After hearing from the Degenhardts, it took a few trips to Big Y on Queen Street to turn in all the bottles and cans.
“We did the redemption over four days, I think,” Presnell said.
That collection resulted in $429.05 and a redemption receipt that was at least 13 inches long.
From that figure, $329.05 was donated on July 13 to the food pantry, bringing the total since the drive began to $3,518.75, according to Presnell’s calculations.
The additional $100 from the Degenhardt returns has been earmarked for Families United in Newtown, the next group that will receive a donation once the collection reaches $500 again.
Two weeks ago, Presnell met up with Chris Farrington, who accepted a $500 donation for Hope On Main Street. The local group fundraises for the American Cancer Society.
While most of the returns are earmarked for FAITH, Presnell “puts about 10% of the collections aside for different groups,” she said June 30. “Each time I collect $500 that way, I make another donation to a local nonprofit. I’m trying to keep everything local.”
To drop off returnable bottles or cans, visit 1D Nunnawauk Meadows.

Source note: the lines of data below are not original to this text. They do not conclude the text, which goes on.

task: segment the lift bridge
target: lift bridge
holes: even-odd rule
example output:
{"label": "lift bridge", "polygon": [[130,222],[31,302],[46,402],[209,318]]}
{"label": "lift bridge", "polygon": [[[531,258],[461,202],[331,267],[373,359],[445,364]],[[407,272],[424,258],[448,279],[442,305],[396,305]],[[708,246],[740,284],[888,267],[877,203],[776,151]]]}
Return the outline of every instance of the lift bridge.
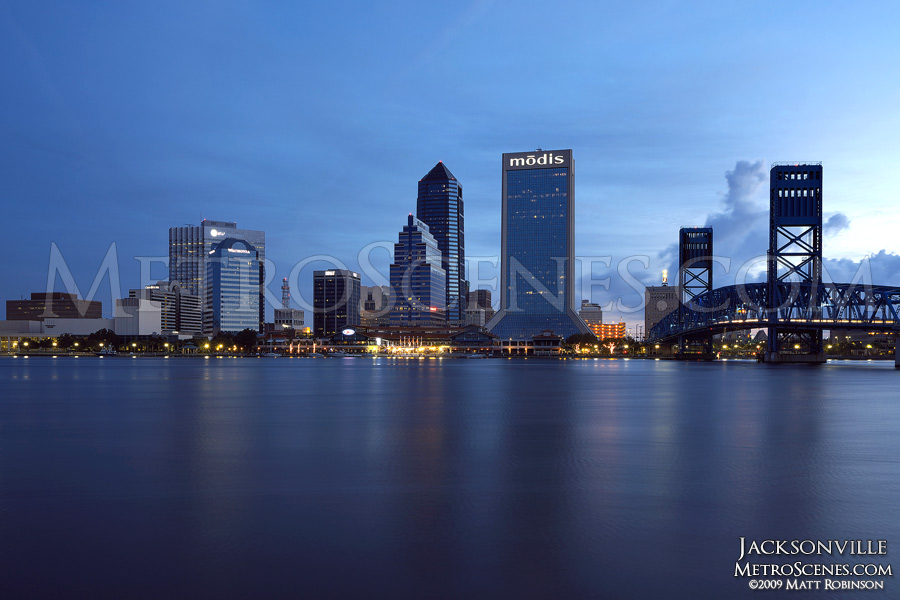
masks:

From Nunnawauk Road, use the second entrance into the complex (driving behind the community building); at the gazebo, look to the right (toward the east-southeast).
“We’re the house across from the gazebo,” she told The Newtown Bee in January. “That’s what I tell everybody.”
Returnables should be clean and rinsed, and may be left near her door. Presnell has not received any complaints about an unsightly collection from neighbors, she said, because she does not leave cans and bottles resting long.